12. The apparatus of claim 1, in which the plasma is generated in a volume of at least 250 cm³and preferably around 800 cm³.

13. The apparatus of claim 1, further comprising means for generating a flow of the said gas which is arranged to generate a gas flow rate of at least 10 litres/minute and preferably up to 200 litres/minute, most preferably up to 5,000 litres/minute.

14. The apparatus of claim 1, wherein the microwave chamber is arranged to contain the gas at a pressure substantially at or above atmospheric pressure.

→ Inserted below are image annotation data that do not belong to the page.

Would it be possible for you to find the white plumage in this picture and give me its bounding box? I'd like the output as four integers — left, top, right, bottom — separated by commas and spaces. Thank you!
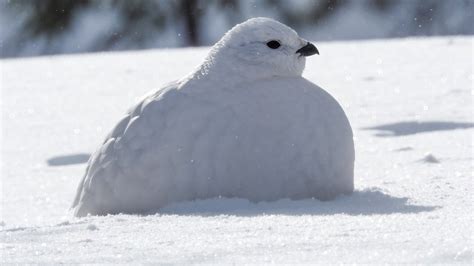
73, 18, 354, 216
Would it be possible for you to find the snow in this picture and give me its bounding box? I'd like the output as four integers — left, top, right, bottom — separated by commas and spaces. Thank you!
0, 37, 474, 264
73, 18, 354, 216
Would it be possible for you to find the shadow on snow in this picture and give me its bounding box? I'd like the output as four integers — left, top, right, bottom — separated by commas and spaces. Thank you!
362, 121, 474, 137
156, 189, 439, 216
46, 153, 91, 166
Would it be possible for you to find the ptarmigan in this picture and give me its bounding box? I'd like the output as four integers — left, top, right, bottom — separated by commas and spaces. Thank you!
73, 18, 354, 216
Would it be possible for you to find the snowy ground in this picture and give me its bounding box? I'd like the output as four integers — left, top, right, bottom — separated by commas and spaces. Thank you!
0, 37, 474, 264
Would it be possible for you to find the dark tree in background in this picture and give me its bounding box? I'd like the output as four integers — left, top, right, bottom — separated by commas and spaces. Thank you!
0, 0, 474, 57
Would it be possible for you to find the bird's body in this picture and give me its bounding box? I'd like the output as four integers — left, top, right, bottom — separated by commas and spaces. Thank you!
73, 18, 354, 216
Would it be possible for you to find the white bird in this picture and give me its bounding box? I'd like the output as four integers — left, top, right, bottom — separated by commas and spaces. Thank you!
73, 18, 354, 216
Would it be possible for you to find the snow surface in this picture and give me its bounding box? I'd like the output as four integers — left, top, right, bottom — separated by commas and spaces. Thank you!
0, 37, 474, 264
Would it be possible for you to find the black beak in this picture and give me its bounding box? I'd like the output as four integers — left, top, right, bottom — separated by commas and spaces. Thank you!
296, 42, 319, 56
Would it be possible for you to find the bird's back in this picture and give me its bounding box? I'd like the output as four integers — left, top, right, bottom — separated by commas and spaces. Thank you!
70, 78, 354, 216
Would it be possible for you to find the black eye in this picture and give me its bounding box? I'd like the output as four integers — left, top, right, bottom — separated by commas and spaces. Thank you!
267, 40, 280, 49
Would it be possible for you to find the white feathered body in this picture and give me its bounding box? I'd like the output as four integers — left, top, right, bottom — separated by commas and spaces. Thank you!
73, 77, 354, 216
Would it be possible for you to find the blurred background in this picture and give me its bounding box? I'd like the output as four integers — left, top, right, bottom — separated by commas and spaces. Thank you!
0, 0, 474, 58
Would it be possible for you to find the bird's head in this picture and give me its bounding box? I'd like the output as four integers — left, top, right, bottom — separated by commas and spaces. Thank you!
200, 18, 319, 80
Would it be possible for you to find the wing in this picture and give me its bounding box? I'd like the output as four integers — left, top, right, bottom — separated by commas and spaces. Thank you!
72, 82, 179, 216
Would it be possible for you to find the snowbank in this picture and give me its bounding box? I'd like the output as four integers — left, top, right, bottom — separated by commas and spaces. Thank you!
0, 37, 474, 264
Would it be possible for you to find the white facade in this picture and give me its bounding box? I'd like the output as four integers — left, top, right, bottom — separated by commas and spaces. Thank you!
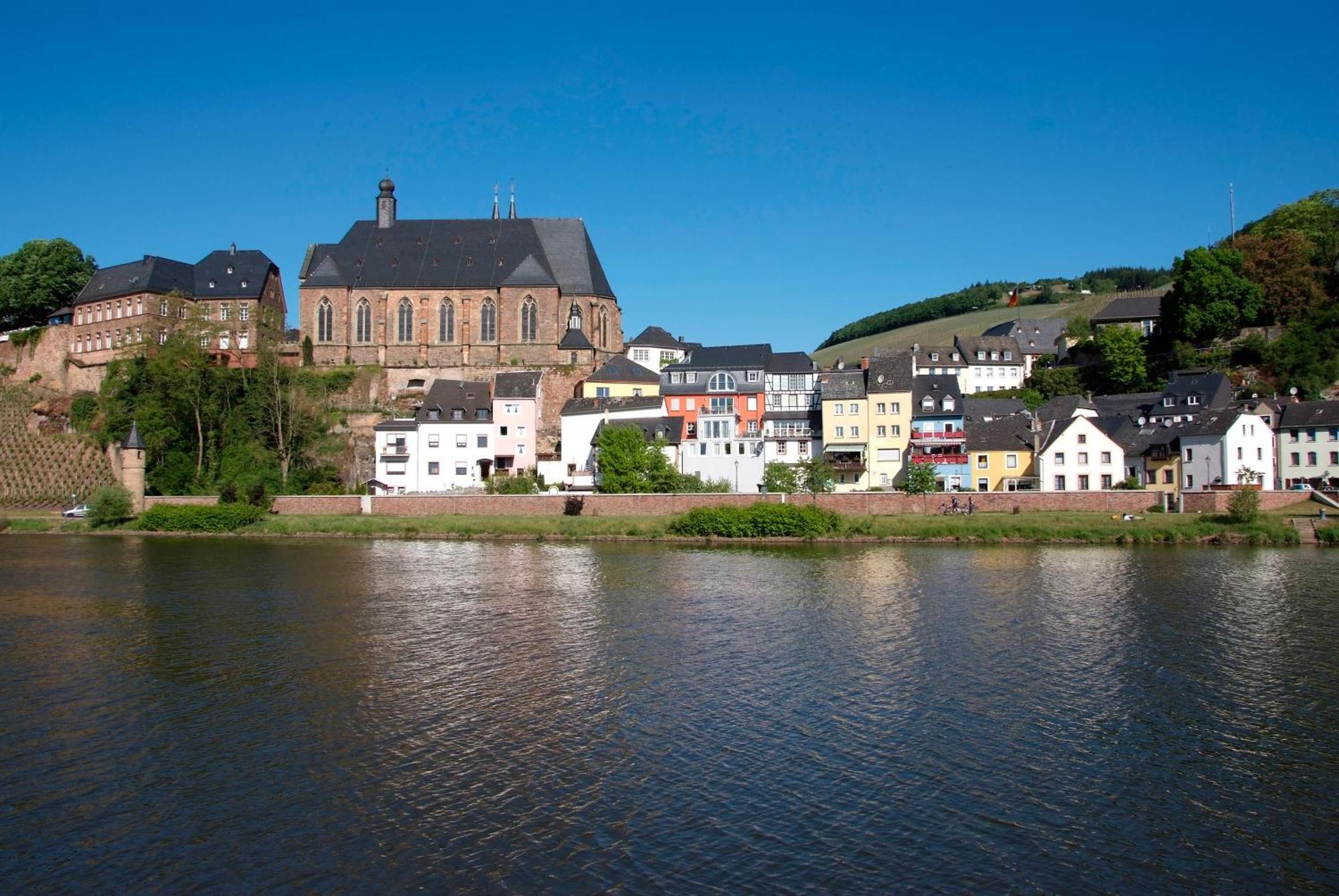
679, 414, 765, 492
1181, 414, 1276, 492
561, 399, 665, 488
963, 353, 1023, 395
628, 344, 686, 373
376, 420, 494, 493
1034, 416, 1125, 492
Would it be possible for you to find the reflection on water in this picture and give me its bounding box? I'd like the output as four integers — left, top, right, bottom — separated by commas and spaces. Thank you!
0, 536, 1339, 892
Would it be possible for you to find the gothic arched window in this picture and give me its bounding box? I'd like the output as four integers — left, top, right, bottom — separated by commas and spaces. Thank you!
395, 298, 414, 343
437, 298, 455, 343
479, 298, 498, 343
316, 302, 335, 343
355, 298, 372, 343
521, 296, 540, 343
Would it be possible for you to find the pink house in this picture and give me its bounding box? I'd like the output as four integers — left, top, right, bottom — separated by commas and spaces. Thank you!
493, 371, 541, 474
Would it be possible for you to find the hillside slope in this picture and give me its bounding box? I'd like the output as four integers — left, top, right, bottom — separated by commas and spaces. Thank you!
810, 293, 1114, 367
0, 385, 115, 507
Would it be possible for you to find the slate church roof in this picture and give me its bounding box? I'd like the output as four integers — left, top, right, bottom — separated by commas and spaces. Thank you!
299, 218, 613, 298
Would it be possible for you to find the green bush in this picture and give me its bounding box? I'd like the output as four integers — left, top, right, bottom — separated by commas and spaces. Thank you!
485, 473, 544, 495
1228, 488, 1260, 523
135, 504, 265, 532
670, 503, 841, 537
88, 485, 133, 527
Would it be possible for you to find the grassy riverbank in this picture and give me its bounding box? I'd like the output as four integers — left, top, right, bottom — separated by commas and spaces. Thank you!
7, 513, 1299, 544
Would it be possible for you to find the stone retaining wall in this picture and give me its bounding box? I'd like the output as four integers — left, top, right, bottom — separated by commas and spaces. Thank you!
145, 495, 218, 509
1182, 490, 1319, 513
273, 490, 1157, 516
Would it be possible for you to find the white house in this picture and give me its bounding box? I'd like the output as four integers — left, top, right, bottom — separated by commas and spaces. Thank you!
1180, 408, 1276, 492
561, 396, 665, 490
956, 336, 1024, 395
1034, 415, 1125, 492
372, 380, 495, 495
624, 327, 696, 373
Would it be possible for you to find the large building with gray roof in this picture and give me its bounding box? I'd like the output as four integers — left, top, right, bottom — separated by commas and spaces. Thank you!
299, 178, 623, 369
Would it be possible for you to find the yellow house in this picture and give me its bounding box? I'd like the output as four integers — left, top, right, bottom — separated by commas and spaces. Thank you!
862, 352, 912, 488
581, 355, 660, 399
819, 368, 869, 492
963, 415, 1036, 492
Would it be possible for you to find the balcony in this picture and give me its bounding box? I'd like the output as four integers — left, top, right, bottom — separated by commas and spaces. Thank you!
912, 430, 967, 446
911, 454, 967, 464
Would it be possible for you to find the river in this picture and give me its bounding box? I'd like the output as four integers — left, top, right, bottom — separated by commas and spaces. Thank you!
0, 535, 1339, 893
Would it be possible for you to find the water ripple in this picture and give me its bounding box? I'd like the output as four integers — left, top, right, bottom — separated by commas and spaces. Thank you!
0, 536, 1339, 893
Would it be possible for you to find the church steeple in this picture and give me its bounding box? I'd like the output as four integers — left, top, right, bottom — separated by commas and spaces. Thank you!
376, 174, 395, 228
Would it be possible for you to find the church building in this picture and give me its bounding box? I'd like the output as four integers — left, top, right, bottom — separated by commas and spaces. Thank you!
299, 178, 623, 371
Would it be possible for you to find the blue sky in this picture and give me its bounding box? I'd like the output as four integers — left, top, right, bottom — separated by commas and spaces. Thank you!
0, 3, 1339, 349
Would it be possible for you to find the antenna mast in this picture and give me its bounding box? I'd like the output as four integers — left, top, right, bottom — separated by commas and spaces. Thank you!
1228, 182, 1237, 246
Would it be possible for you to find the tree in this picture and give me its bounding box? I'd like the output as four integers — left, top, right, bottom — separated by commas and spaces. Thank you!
1094, 327, 1149, 393
902, 464, 939, 495
1162, 246, 1265, 344
88, 485, 134, 527
762, 461, 799, 495
596, 423, 682, 493
0, 238, 98, 328
1237, 230, 1326, 324
795, 454, 837, 495
1023, 367, 1085, 401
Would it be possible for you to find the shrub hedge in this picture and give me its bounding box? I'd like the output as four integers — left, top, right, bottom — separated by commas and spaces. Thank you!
670, 503, 841, 537
135, 504, 265, 532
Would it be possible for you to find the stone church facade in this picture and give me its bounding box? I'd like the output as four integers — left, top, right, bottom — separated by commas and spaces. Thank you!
299, 178, 623, 374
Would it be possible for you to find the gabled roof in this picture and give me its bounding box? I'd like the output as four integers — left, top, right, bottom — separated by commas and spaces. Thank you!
957, 336, 1023, 365
767, 352, 818, 373
299, 218, 613, 297
1032, 395, 1097, 420
963, 392, 1027, 422
912, 345, 967, 368
624, 327, 696, 352
75, 249, 279, 305
558, 328, 595, 351
818, 368, 865, 401
75, 256, 195, 305
1089, 296, 1162, 324
964, 418, 1032, 452
493, 371, 542, 399
590, 418, 683, 446
562, 395, 664, 418
194, 249, 279, 298
1279, 401, 1339, 427
661, 343, 771, 371
866, 349, 913, 395
981, 317, 1069, 355
586, 355, 660, 383
414, 380, 493, 424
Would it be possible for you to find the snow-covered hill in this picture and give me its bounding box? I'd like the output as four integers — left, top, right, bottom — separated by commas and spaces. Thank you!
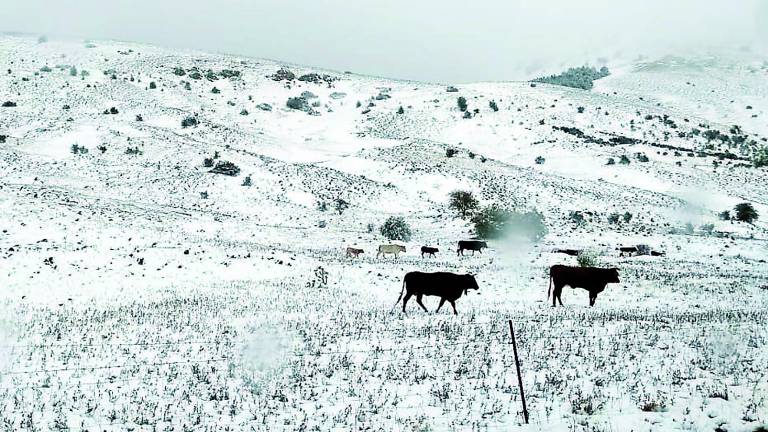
0, 36, 768, 431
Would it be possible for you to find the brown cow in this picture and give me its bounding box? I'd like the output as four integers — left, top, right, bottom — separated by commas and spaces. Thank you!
547, 265, 620, 307
347, 247, 364, 258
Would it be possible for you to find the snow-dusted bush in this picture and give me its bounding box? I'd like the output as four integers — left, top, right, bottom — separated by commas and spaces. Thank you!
70, 144, 88, 154
210, 161, 240, 176
733, 203, 760, 223
181, 116, 200, 128
456, 96, 467, 111
333, 198, 349, 214
533, 66, 610, 90
448, 190, 479, 219
576, 249, 600, 267
379, 216, 411, 241
752, 146, 768, 168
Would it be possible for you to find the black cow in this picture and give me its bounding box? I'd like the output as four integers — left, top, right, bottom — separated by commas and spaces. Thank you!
421, 246, 440, 258
547, 265, 620, 307
395, 272, 480, 315
456, 240, 488, 256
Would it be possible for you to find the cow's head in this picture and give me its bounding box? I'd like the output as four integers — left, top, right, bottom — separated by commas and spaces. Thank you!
464, 273, 480, 295
606, 267, 621, 283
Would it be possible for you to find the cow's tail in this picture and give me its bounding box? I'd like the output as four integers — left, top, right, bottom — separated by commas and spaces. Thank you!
392, 277, 405, 309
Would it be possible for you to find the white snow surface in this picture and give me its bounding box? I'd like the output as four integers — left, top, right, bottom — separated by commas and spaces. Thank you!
0, 35, 768, 431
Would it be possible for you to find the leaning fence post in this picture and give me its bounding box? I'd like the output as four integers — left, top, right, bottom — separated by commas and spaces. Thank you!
509, 320, 528, 424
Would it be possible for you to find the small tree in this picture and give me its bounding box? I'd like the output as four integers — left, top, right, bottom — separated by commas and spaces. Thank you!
448, 190, 478, 219
733, 203, 760, 224
456, 96, 467, 111
181, 116, 199, 128
379, 216, 411, 241
752, 146, 768, 168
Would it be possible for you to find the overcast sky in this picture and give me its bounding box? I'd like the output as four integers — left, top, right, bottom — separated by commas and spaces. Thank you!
0, 0, 768, 82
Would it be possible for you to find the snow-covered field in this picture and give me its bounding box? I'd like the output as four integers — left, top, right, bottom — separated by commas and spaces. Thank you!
0, 36, 768, 432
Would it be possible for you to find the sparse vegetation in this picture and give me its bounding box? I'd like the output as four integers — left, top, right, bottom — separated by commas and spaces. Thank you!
456, 96, 467, 112
576, 249, 600, 267
181, 116, 199, 128
210, 160, 240, 176
533, 66, 610, 90
733, 203, 760, 224
70, 144, 88, 154
333, 198, 349, 214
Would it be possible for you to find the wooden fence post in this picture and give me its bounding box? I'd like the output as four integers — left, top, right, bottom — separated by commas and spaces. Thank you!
509, 320, 528, 424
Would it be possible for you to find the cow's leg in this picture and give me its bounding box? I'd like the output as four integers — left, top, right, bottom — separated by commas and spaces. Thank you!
416, 294, 429, 313
403, 292, 413, 313
552, 282, 563, 307
435, 297, 445, 313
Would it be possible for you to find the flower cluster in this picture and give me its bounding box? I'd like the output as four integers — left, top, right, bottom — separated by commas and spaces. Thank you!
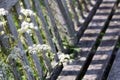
20, 9, 35, 16
23, 65, 33, 72
0, 21, 6, 27
28, 44, 51, 53
57, 52, 70, 62
18, 21, 38, 34
0, 8, 8, 16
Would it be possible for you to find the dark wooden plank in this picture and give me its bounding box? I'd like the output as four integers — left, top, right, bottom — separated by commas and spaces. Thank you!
107, 49, 120, 80
59, 0, 116, 80
0, 0, 18, 10
77, 0, 102, 42
83, 5, 120, 80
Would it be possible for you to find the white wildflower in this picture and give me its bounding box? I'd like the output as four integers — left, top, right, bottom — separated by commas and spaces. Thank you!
28, 44, 51, 53
20, 9, 35, 16
0, 21, 6, 27
0, 8, 8, 16
0, 31, 5, 35
18, 21, 38, 34
57, 52, 70, 62
23, 65, 33, 72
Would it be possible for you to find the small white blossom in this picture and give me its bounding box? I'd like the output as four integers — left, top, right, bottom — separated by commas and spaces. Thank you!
18, 21, 38, 34
23, 65, 33, 72
20, 9, 35, 16
0, 8, 8, 16
28, 44, 51, 53
0, 21, 6, 27
57, 52, 70, 62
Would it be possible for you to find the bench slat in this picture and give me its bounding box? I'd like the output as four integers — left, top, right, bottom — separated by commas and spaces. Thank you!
83, 5, 120, 80
107, 49, 120, 80
59, 0, 116, 80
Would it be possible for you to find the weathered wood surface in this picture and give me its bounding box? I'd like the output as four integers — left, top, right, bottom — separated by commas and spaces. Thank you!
83, 2, 120, 80
59, 0, 116, 80
77, 0, 102, 42
107, 49, 120, 80
0, 0, 18, 10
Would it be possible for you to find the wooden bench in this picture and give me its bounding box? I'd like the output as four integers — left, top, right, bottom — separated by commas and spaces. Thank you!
83, 2, 120, 80
107, 50, 120, 80
0, 0, 120, 80
58, 0, 118, 80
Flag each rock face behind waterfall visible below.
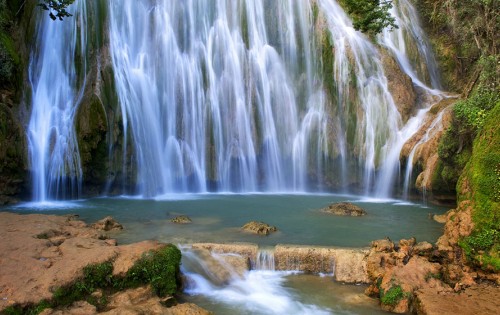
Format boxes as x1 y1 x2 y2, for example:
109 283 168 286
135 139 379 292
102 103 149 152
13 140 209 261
321 202 366 217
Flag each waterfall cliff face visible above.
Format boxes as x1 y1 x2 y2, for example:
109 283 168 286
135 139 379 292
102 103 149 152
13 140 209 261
28 0 446 200
27 1 87 201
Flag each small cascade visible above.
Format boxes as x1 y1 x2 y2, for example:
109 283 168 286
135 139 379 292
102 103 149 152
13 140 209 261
253 248 276 271
109 0 326 197
379 0 442 93
318 0 402 194
27 0 87 202
375 0 447 198
181 248 332 315
403 111 450 201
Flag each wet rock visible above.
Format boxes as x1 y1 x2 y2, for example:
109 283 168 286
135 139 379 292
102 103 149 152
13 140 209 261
170 215 193 224
372 239 394 252
413 242 434 255
321 202 366 217
274 245 368 283
432 214 446 224
91 216 123 231
241 221 278 235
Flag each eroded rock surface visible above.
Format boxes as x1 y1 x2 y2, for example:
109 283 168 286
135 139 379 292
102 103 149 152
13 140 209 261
241 221 278 235
321 202 366 217
170 215 193 224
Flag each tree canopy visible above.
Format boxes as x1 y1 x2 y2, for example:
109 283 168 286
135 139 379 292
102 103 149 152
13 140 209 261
340 0 397 35
38 0 75 21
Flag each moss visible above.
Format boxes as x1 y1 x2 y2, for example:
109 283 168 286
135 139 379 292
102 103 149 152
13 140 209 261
459 102 500 271
120 246 181 297
2 245 181 315
380 285 409 306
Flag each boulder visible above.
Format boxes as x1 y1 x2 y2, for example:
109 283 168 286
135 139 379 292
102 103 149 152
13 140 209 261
91 216 123 231
241 221 278 235
321 202 366 217
170 215 193 224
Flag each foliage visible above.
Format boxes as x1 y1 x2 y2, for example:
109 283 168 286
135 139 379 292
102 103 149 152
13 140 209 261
0 0 15 86
3 245 181 315
459 101 500 272
453 56 500 133
459 229 500 272
38 0 75 21
122 246 181 297
380 285 409 306
340 0 397 35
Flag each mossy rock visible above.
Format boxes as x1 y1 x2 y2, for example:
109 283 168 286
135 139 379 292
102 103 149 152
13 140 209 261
241 221 278 235
170 215 193 224
321 202 367 217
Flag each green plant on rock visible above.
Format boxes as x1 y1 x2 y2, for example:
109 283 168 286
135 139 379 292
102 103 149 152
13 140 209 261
2 245 181 315
340 0 397 35
380 285 409 306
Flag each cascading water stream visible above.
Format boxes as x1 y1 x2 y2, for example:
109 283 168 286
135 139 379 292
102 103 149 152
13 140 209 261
375 0 447 199
181 247 332 314
28 0 450 200
27 1 87 202
110 0 326 197
318 0 402 194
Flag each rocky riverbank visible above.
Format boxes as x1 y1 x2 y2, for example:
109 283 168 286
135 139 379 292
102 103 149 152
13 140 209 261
0 212 209 315
0 213 500 315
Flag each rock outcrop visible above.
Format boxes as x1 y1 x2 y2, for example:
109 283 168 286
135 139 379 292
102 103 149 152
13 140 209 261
274 245 368 283
321 202 366 217
170 215 193 224
0 212 206 314
241 221 278 235
90 216 123 232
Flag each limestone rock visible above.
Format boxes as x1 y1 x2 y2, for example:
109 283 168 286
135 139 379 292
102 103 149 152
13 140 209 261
170 215 193 224
274 245 368 283
241 221 278 235
91 216 123 231
0 212 165 314
192 243 259 262
321 202 366 217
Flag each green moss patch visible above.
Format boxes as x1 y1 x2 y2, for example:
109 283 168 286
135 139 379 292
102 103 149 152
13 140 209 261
2 245 181 315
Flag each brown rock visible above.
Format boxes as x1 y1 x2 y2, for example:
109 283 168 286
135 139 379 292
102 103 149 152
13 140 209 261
241 221 278 235
321 202 366 217
91 216 123 231
382 52 417 122
372 239 394 252
170 215 193 224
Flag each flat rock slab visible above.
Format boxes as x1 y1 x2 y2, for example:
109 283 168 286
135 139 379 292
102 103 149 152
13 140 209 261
241 221 278 235
416 285 500 315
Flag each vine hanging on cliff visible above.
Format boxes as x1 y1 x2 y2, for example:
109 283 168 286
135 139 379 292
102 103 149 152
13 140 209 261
38 0 75 21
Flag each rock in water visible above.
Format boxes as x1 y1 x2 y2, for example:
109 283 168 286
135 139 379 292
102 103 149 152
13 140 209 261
321 202 366 217
91 216 123 231
241 221 278 235
170 215 192 224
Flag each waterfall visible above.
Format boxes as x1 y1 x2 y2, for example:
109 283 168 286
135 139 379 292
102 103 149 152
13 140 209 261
28 0 450 201
379 0 442 92
109 0 326 196
375 0 447 199
318 0 402 194
27 1 87 202
254 248 276 270
181 248 332 314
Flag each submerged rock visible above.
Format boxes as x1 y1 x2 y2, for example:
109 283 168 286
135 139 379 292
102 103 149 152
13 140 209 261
241 221 278 235
321 202 366 217
170 215 193 224
91 216 123 231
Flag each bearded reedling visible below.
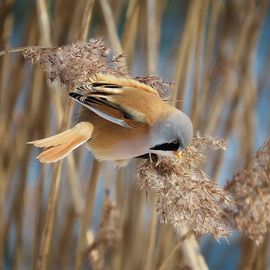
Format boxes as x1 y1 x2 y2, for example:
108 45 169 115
29 74 193 163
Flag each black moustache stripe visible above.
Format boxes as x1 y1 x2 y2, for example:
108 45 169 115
150 142 180 151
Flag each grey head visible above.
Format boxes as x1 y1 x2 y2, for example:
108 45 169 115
150 110 193 156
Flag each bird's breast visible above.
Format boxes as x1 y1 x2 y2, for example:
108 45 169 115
87 123 149 160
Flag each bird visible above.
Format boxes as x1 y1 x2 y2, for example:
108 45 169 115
28 74 193 164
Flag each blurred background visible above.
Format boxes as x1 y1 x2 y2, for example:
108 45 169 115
0 0 270 269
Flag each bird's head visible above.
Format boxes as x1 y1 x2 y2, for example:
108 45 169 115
150 109 193 157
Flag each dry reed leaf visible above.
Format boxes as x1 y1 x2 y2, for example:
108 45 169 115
225 139 270 244
138 135 234 238
23 39 124 90
23 39 175 99
87 198 121 269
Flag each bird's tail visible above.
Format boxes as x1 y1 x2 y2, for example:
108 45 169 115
28 122 94 163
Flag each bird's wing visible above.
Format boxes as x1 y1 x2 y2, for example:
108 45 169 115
69 75 158 127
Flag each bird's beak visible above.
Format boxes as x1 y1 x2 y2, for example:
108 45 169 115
173 151 182 159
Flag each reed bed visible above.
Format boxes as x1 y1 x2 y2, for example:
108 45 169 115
0 0 270 270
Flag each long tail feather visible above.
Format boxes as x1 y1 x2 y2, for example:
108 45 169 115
28 122 93 163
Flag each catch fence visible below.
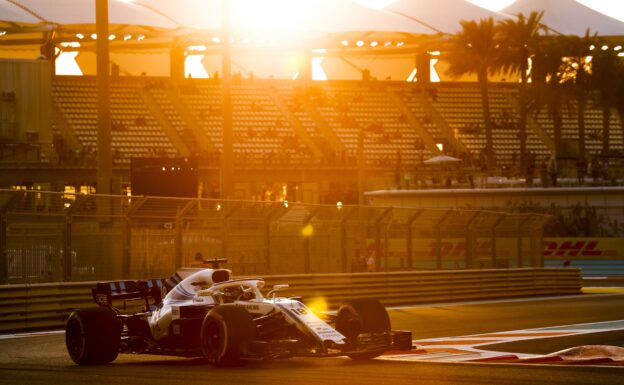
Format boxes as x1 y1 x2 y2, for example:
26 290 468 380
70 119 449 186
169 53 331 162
0 190 549 283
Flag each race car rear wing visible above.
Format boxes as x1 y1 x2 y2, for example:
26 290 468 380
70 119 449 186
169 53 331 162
91 273 182 309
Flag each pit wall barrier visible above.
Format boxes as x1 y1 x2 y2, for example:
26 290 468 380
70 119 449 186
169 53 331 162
0 268 582 333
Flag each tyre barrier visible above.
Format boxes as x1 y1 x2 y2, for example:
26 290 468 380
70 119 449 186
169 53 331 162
0 268 582 333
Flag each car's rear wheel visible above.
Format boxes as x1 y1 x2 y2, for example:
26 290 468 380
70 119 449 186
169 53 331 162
65 307 121 365
336 299 390 360
201 305 256 367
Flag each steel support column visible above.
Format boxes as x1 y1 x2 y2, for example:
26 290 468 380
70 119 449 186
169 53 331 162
95 0 113 194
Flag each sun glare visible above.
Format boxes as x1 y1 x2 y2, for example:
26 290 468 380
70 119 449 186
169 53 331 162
466 0 515 11
184 54 209 79
54 42 82 76
355 0 396 9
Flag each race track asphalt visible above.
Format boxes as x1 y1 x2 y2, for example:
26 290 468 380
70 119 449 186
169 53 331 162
0 294 624 385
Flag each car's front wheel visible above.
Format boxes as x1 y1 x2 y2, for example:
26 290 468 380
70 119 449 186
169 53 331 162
65 307 121 365
201 304 256 367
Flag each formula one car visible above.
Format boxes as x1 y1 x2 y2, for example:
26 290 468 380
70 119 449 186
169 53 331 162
65 260 412 367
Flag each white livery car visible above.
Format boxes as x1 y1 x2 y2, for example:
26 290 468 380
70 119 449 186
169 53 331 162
65 260 412 366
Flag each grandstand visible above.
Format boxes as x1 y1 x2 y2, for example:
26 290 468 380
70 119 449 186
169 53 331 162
0 0 624 203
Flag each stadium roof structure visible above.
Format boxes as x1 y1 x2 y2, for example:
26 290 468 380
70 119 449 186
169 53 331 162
0 0 436 45
501 0 624 36
387 0 508 34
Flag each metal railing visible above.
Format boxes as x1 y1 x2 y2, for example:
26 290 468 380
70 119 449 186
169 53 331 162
0 190 549 283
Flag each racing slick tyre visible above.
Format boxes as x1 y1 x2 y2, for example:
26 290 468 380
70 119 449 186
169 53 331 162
336 298 390 360
65 307 121 365
201 305 256 367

15. The apparatus of claim 1, further comprising means for initiating the plasma within the chamber.

16. A method of generating a plasma in a microwave plasma apparatus comprising:

introducing swirled or vorticular movement to a flow of gas; supplying the said vorticularly moving gas to a microwave chamber of the microwave plasma apparatus; and radiating microwave energy into the chamber so as to establish a non-resonant multimodal microwave cavity in which a plasma is produced.

17. The method of claim 16, in which the flow of gas is supplied to the chamber at a flow rate of at least 10 litres/minute, preferably up to 200 litres/minute, and most preferably up to 5,000 litres/minute.

18. The method of claim 16, in which the microwave energy is radiated at a power of at least 1 kW and preferably up to 5 kW.

19. The method of claim 16, further comprising supplying a reactant material to the plasma.

20. The method of claim 19, in which the step of supplying a reactant material to the plasma comprises supplying a hydrocarbon material thereto.

21. The method of claim 19, further comprising supplying the reactant material to a mixing chamber downstream of the microwave chamber for reaction with the plasma in the said mixing chamber.

22. The method of claim 16, further comprising containing the gas in the chamber substantially at or above atmospheric pressure.

23. The method of claim 16, further comprising initiating the plasma in the chamber.

24. A carbon black material whenever produced by a method as defined in claim 16.